Published 04/18/2024, 05:59 AM
© Reuters.

Blending traditional finance (TradFi) with digital assets has been a key trend in the last two years. Ironically enough, much of the recent surge in the crypto world is being driven by the very traditional financial institutions that cryptocurrencies were initially meant to challenge, according to the new report released by Bybit, a major cryptocurrency exchange.

The ‘2024 Institutional Industry Report’ is published today in partnership with Treehouse Finance. It offers a detailed analysis of global cryptocurrency adoption and its implications for traditional finance.

The data shows a major leap in the cryptocurrency market cap between October 2023 and March 2024, jumping from a bit over $1 trillion to over $2.5 trillion. This jump shows that investors are feeling more confident and are pouring a lot of money into the crypto world.

There has been a bullish trend in the derivatives market and increased on-chain activity for Bitcoin (BTC) and Ethereum (ETH). The report also highlights institutional investment patterns that show a growing interest in AI and BTC ecosystem projects. 

Key observations include a notably bullish sentiment in the derivatives market for Bitcoin and Ethereum in March 2024, despite overall market stability. The two major coins, often seen as hedges, showed low correlations with traditional asset classes like stocks and bonds. This just cements their role as tools for diversifying investment portfolios. 

Specifically, adding just a small slice of cryptocurrencies to an S&P 500 portfolio could boost its Sharpe ratio. This indicates that mixing in some crypto could improve the portfolio's returns when adjusted for risk, highlighting the benefits of diversifying into digital assets along with traditional stocks.

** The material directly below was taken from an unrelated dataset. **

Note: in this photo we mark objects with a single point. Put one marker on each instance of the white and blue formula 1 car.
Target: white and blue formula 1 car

The report also noted the decent performance of tokens from challenger chains, such as Solana, which have begun to outperform ETH in terms of total value locked and transaction volume.

In terms of venture capital, the crypto sector saw a comeback in funding, especially in the last quarter of 2023 and the first quarter of 2024. There was a notable increase in funding, with infrastructure, gaming, and AI projects getting the lion's share of investments.

This influx of capital is crucial for supporting the fundamental elements of the blockchain ecosystem and driving innovation, the report concludes.